The Unsustainable Future Of Fish Farming — On Vivid Display In Turkish Waters

Currently, 60% of Turkey's fish currently comes from cultivation, also known as fish farming, compared to just 10% two decades ago. The short-sightedness of this shift risks eliminating fishing output from both the farms and the open seas along Turkey's 5,200 miles of coastline.

Photograph of two fishermen throwing a net into the Tigris river in Turkey.

Traditional fishermen on the Tigris river, Turkey.

Dûrzan Cîrano/Wikimeidia
İrfan Donat

ISTANBUL — Turkey's annual fish production includes 515,000 tons from cultivation and 335,000 tons came from fishing in open waters. In other words, 60% of Turkey's fish currently comes from cultivation, also known as fish farming.

It's a radical shift from just 20 years ago when some 600,000 tons, or 90% of the total output, came from fishing. Now, researchers are warning the current system dominated by fish farming is ultimately unsustainable in the country with 8,333 kilometers (5,177 miles) long.

Professor Mustafa Sarı from the Maritime Studies Faculty of Bandırma 17 Eylül University believes urgent action is needed: “Why were we getting 600,000 tons of fish from the seas in the 2000’s and only 300,000 now? Where did the other 300,000 tons of fish go?”

Professor Sarı is challenging the argument from certain sectors of the industry that cultivation is the more sustainable approach. “Now we are feeding the fish that we cultivate at the farms with the fish that we catch from nature," he explained. "The fish types that we cultivate at the farms are sea bass, sea bram, trout and salmon, which are fed with artificial feed produced at fish-feed factories. All of these fish-feeds must have a significant amount of fish flour and fish oil in them.”
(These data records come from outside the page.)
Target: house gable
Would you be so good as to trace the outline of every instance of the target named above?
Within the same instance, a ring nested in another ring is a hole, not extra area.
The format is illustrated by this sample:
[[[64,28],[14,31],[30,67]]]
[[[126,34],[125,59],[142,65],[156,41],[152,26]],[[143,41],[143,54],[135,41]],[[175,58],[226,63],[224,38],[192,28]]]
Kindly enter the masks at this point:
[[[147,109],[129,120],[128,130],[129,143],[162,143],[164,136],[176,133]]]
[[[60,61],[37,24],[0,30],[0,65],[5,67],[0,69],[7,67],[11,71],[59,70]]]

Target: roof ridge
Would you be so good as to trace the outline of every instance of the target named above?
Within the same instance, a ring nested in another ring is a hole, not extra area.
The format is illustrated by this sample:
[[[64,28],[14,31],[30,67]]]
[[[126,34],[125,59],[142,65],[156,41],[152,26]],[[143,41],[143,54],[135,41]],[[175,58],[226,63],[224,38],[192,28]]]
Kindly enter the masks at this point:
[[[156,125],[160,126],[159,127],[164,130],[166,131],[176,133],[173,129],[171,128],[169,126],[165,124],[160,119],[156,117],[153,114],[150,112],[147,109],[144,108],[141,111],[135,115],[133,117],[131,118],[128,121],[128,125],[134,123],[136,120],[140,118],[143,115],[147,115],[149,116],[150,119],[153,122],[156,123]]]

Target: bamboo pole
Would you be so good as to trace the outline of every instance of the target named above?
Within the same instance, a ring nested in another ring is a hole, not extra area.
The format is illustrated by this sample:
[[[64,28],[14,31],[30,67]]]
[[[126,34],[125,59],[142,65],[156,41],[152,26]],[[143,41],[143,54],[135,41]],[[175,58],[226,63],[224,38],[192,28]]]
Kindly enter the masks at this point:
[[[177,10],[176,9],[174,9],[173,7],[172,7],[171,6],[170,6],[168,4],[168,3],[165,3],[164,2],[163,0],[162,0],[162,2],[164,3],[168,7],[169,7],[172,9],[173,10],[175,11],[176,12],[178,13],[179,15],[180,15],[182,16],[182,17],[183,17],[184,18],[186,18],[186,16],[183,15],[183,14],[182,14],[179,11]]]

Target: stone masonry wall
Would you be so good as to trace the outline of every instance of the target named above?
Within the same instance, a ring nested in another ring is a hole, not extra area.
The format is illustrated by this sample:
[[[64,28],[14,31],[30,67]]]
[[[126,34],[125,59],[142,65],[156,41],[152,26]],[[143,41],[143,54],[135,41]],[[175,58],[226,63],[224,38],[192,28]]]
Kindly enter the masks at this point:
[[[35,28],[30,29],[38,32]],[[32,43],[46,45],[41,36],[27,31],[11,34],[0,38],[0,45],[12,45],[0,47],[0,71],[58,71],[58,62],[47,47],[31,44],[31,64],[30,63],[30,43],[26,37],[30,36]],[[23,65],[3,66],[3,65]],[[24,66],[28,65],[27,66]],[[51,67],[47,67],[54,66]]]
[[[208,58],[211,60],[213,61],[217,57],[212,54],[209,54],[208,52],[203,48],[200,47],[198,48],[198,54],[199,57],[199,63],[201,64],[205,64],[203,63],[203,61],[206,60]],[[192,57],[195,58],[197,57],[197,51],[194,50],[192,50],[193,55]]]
That fish flour and fish oil inevitably must come from the sea. "We have to get them from natural sources. We need to catch 5.7 kilogram of fish from the seas in order to cultivate a sea bream of 1 kg," Sarı said. "Therefore, we are feeding the fish to the fish. We cannot cultivate fish at the farms if the fish in nature becomes extinct. The natural fish need to be protected. The consequences would be severe if the current policy is continued.”